Virtually everyone and every business has a relationship with a financial institution, whether it be a bank, savings bank, or credit union. When the account is opened, there is the hope that nothing will go wrong in the account and that your funds will be preserved. Unfortunately, however, that does not always occur. It is therefore important to understand the nature of your relationship with your financial institution so that you can better protect yourself from losses that may occur in your account. This article will discuss some practical approaches you should take.
1. Understand the nature of your banking relationship. Generally, the relationship between you and your financial institution is based on contract principles. When you open your account, you sign a signature card and most financial institutions will give you a customer disclosure statement outlining their rules for the operation of your account. These documents generally form the nature of your contractual relationship with the bank. In most instances, the signature card incorporates the terms of the customer disclosure statement. It is therefore important that you carefully review the customer disclosure statement before you sign the signature card so that you may know what limitations, if any, will be placed on you in your access to funds that may be deposited into your account.
2. Carefully review all materials provided to you by the bank. Most customer disclosure statements will contain language to the effect that you are bound not only by the customer disclosure statement in effect at the time you open your account, but any revisions to the customer disclosure statement, even if you are not physically provided with the updated disclosure statement at a later point in time. When an updated disclosure statement is received, review it carefully to know what additional limitations, if any, are being placed on you and your access to funds deposited into your account.
It is also important to review your bank statements and, if your bank returns checks to you, the checks that are returned. This is because the Uniform Commercial Code and most disclosure statements impose a duty on you to carefully review your checks and your bank statements and notify the bank of any irregularities as promptly as possible, normally no less than 30 days after the documents are received. If you fail to do so and there is an
irregularity in your account, the failure to provide such prompt notification may constitute a waiver of any claim you may have against your bank or may otherwise reduce your recovery from the bank.

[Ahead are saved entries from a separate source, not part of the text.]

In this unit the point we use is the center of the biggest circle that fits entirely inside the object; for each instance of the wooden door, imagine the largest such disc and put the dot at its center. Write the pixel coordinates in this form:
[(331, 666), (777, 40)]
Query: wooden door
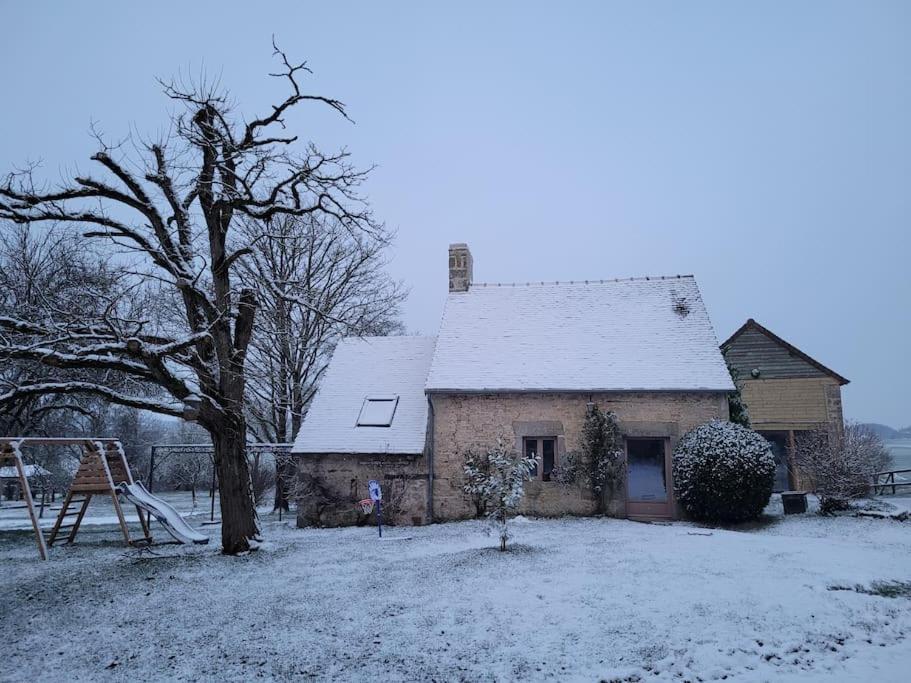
[(649, 491)]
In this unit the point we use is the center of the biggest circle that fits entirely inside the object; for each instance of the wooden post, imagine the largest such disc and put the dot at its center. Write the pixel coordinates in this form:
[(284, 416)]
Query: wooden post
[(12, 452)]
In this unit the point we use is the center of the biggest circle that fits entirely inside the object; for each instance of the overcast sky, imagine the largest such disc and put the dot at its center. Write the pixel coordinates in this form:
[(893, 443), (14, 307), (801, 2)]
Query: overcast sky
[(764, 147)]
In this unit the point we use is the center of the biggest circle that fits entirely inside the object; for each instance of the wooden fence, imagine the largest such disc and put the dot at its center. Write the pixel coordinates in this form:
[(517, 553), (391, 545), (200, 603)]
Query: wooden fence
[(889, 480)]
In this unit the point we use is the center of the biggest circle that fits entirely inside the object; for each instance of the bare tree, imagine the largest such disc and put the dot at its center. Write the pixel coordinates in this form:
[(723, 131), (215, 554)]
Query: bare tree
[(172, 207), (43, 274), (318, 282), (191, 472), (841, 465)]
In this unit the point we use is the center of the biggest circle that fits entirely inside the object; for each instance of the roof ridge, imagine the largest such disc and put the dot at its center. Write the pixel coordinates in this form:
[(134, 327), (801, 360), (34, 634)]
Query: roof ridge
[(642, 278)]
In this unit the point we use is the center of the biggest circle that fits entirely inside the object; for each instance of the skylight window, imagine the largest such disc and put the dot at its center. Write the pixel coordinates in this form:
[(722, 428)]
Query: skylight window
[(377, 411)]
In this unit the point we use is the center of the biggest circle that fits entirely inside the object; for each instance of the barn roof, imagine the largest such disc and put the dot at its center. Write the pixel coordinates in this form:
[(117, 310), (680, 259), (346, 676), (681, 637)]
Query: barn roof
[(648, 334), (389, 370), (751, 324)]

3. Keep all records provided to you by the bank. In most instances, you will receive a monthly bank statement from your bank as well as updated disclosure statements from time to time. These are not, however, the
only documents you receive from your bank. When you make a deposit or make a cash transaction, you are generally given a receipt by the teller. You similarly receive receipts after you complete an ATM transaction. Keep them
so that if an item is not properly credited to your account, you will have a record that the transaction occurred should the bank need the information.
4. Watch who deposits funds into your account. In most instances, you or one of your employees will be making all deposits into your account. Unfortunately, however, it cannot be guaranteed that once a deposit is given, the bank will properly credit it to your account. One of our clients found out the hard way. Deposits were made into their account as payments for goods purchased. A transaction record was given showing the deposit was made and credited to our client's account. Unbeknownst to our client, the depositor then went back one or two minutes later and asked the teller to reverse the transaction and the teller did so, but did not take back the transaction record.
Our client, believing that the funds had been received (because the transaction record had been faxed to them), credited the account. Our client thereafter found that the funds had not been credited to his account, all because the bank had reversed the transaction without his consent. When faced with this situation, the
bank refused to acknowledge liability and instead took the position that the transaction record could not be relied upon by anyone and that a deposit was only deemed a "deposit" if the bank credited the account. Our client was thereafter to arbitrate the dispute with the bank at significant expense to the client.
This was a situation our client could not have foreseen, yet our client was required to litigate with their bank even though the bank perhaps should have owned up to its responsibility and credited our client's account.
The lesson taught to our client is that banks are loath to admit responsibility for any mistakes they make although they may be quick to blame you for the mistakes; when a problem arises, they will require you to spend your money in order to recover your money.
The above is not meant to be an exhaustive list of steps you should take to protect yourself, but is meant to serve as a start. If a problem arises in your account, we recommend that you promptly notify the bank of the problem and, if the problem is not resolved within 30 days, to retain legal counsel. After all, if you fail to timely prosecute a claim against the bank, you may be forever barred from doing so.